Permasalahan mengenai penghapusan kolom agama dalam KTP menjadi diskursus yang hangat diperbincangkan dewasa ini. Pada awalnya semua terjadi karena berdasarkan Pasal 64 (1) Undang-Undang Administrasi Kependudukan dikatakan bahwa salah satu elemen penting yang mutlak harus diisi seseorang dalam KTP adalah kolom agama.

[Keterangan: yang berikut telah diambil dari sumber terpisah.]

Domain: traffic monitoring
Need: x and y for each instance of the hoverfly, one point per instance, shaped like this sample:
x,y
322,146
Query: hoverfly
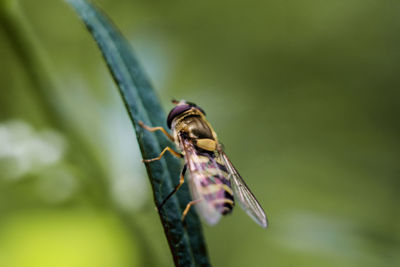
x,y
213,180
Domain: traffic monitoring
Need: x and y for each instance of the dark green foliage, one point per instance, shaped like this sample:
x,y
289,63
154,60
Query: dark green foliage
x,y
185,239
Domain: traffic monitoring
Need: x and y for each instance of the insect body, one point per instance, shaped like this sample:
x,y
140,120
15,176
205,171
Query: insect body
x,y
213,180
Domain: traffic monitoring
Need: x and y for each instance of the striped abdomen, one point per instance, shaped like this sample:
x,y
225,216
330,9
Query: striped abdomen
x,y
215,186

Namun sejalan dengan direvisinya Undang-Undang Nomor 23 Tahun 2006 tentang Administrasi Kependudukan dengan Undang-Undang Nomor 24 Tahun 2013 terdapat perubahan fundamental yang tertuang dalam Pasal 64 ayat (5)-nya bahwa :
“Elemen data penduduk tentang agama sebagaimana dimaksud pada ayat (1) bagi  Penduduk yang agamanya belum diakui sebagai agama berdasarkan ketentuan Peraturan Perundang-undangan atau bagi penghayat kepercayaan tidak diisi, tetapi tetap dilayani dan dicatat dalam database kependudukan”

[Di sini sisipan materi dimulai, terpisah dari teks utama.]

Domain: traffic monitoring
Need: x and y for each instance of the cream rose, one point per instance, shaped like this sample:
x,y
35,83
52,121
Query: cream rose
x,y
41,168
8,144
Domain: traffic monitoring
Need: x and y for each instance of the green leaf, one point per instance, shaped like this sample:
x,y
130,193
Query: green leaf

Rumusan Pasal tersebut pun senada dengan apa yang dikemukakan oleh Tjahjo Kumolo selaku Menteri Dalam Negeri yang mempertegas untuk memperbolehkan pengosongan kolom agama pada Kartu Tanda Penduduk (KTP) terhadap orang yang agama atau kepercayaanya tidak/belum diakui secara yuridis oleh Negara.[i] Bola panas yang awalnya hanya berkutat pada pengosongan kolom agama kini telah bergeser pada isu penghapusan kolom agama di KTP. Hal ini pun menuai banyak respon dari masyarakat, ada pihak yang mendukung penghapusan kolom agama dalam KTP dengan dalih kebebasan beragama yang dipelopori oleh pegiat hak asasi manusia.[ii] Namun disisi lain ada juga pihak yang justru menentang keras penghapusan kolom agama seperti organisasi Islam dengan alasan bahwa negara Indonesia adalah negara yang berketuhanan sehingga kolom agama adalah urgen untuk tetap diadakan sebagai salah satu konsekuensi logis dari negara yang berketuhanan itu. [iii]

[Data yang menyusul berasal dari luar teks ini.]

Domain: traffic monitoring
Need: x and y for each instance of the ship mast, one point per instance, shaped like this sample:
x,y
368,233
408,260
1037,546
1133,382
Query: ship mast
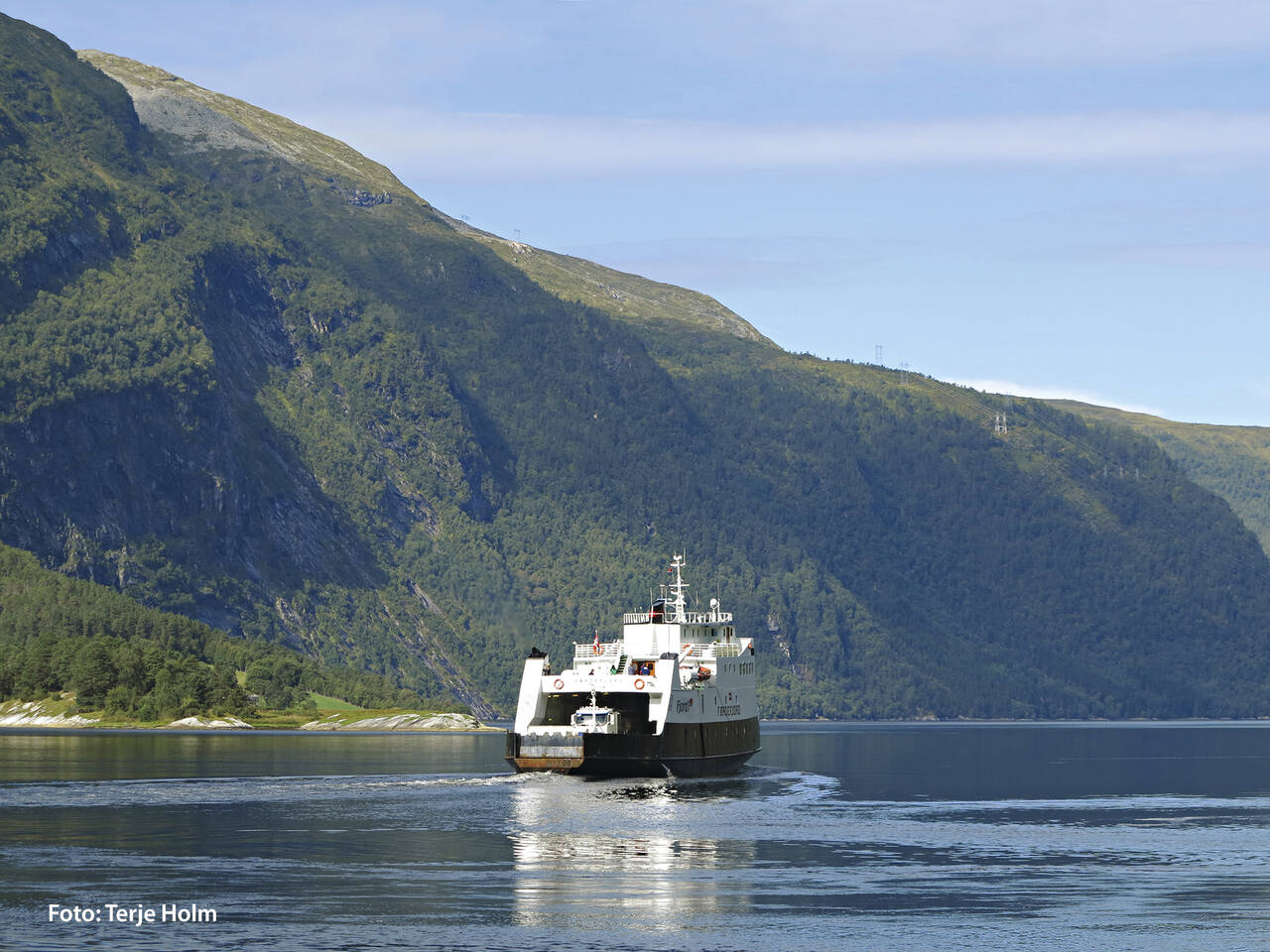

Mengingat peliknya permasalahan mengenai kolom agama di KTP, hal ini tentunya menarik rasa akademis Penulis untuk membahasnya secara komprehensif dari sudut pandang ilmiah. Terlebih lagi isu ini tidak hanya berbicara mengenai masalah administrasi saja, melainkan didalamnya terdapat pula masalah kebebasan beragama dan yuridis sekaligus. Sehingga membahasnya dari sudut pro dan kontra merupakan suatu hal yang arif dan bijak untuk mengetahui secara holistik permasalahan ini.


[1] Menurut publikasi BPS pada bulan Agustus 2010, jumlah penduduk Indonesia berdasarkan hasil sensus ini adalah sebanyak 237.556.363 orang, yang terdiri dari 119.507.580 laki-laki dan 118.048.783 perempuan. Laju pertumbuhan penduduk Indonesia sebesar 1,49 persen per tahun.Dapat dilihat lebih lanjut di https://www.bps.go.id/linkTabelStatis/view/id/1267.

[4]


[i]Rachmat Hidayat, Tjahjo Kumolo : Kolom Agama bagi Enam Agama yang Sudah Resmi Wajib Diisihttp://www.tribunnews.com/nasional/2014/11/08/tjahjo-kumolo-kolom-agama-bagi-enam-agama-yang-sudah-resmi-wajib-diisi, diakses pada 6 Juni 2015.
[ii]Ambaranie Nadia, Komnas HAM Dorong Kolom Agama di KTP Dihapuskan, http://nasional.kompas.com/read/2014/11/07/17485921/Komnas.HAM.Dorong.Kolom.Agama.di.KTP.Dihapuskan, diakses pada 5 Juni 2015.
[iii]Budhy Munawar Rachman dan Moh. Shofan, Sekularisme, Liberalisme dan Pluralisme, Jakarta: Grasindo, 2010,  h.53.